I should note here that this is largely a theoretical argument now. With the last of these dodgy deals occurring in 2007, the statute of limitations for prosecutions has largely expired. The vaunted Financial Fraud Enforcement Task Force, reinvigorated when New York Attorney General Eric Schneiderman was named to a working group to investigate mortgage securities fraud, has yielded not one criminal subpoena and few civil cases. In fact, the executive director of the task force, Michael Bresnick, abruptly resigned last week, giving one day’s notice, to become a partner at a DC law firm specializing in “white collar criminal defense.”

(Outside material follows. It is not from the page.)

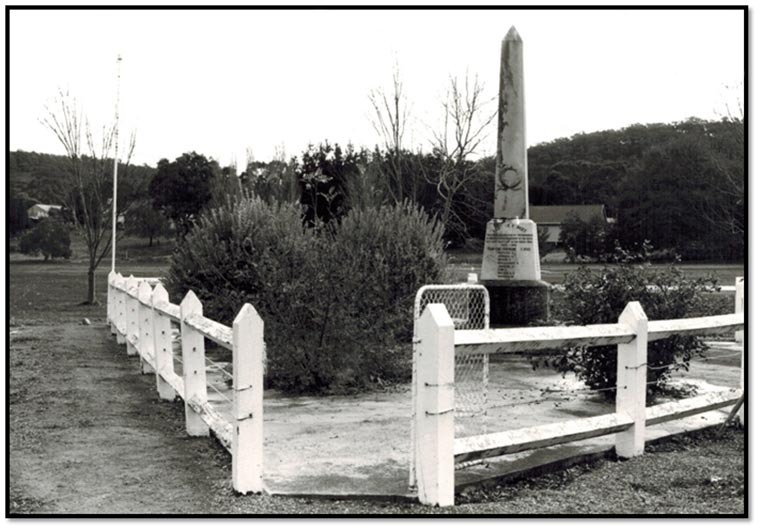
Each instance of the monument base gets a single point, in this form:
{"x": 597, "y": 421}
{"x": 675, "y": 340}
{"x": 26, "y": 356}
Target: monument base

Without vigorous efforts, including criminal charges, to hold Wall Street firms accountable, you get an industry that predictably pursues exactly the same kinds of behavior with relative impunity. The risk-chasing structure of the financial system continues to encourage and even incentivize fraud, especially given the lack of punishment.
However, there’s a chance we can look back on the Fab Tourre saga as a turning point, not for this past crisis, but for the next one. Somewhere along the line, we’re going to have another mass crime wave on Wall Street, if it’s not happening already. And it will be good at that point for regulators like the SEC to believe that they can try a case and win. Under new Chairwoman and former federal prosecutor Mary Jo White, the SEC has rejected “neither admit nor deny settlements” where the subject doesn’t have to agree that they committed wrongdoing. The Tourre case “should embolden the SEC not to worry about complexity,” said Neil Barofsky. “It gives them more credibility with their new policy and a bit more confidence that they can pull it off.”
We don’t have a legal system that is incapable of holding banks accountable. Until now, we’ve had a regulatory and political system with a complete lack of will to carry things through. Maybe the conviction of Fabulous Fab will begin to change that.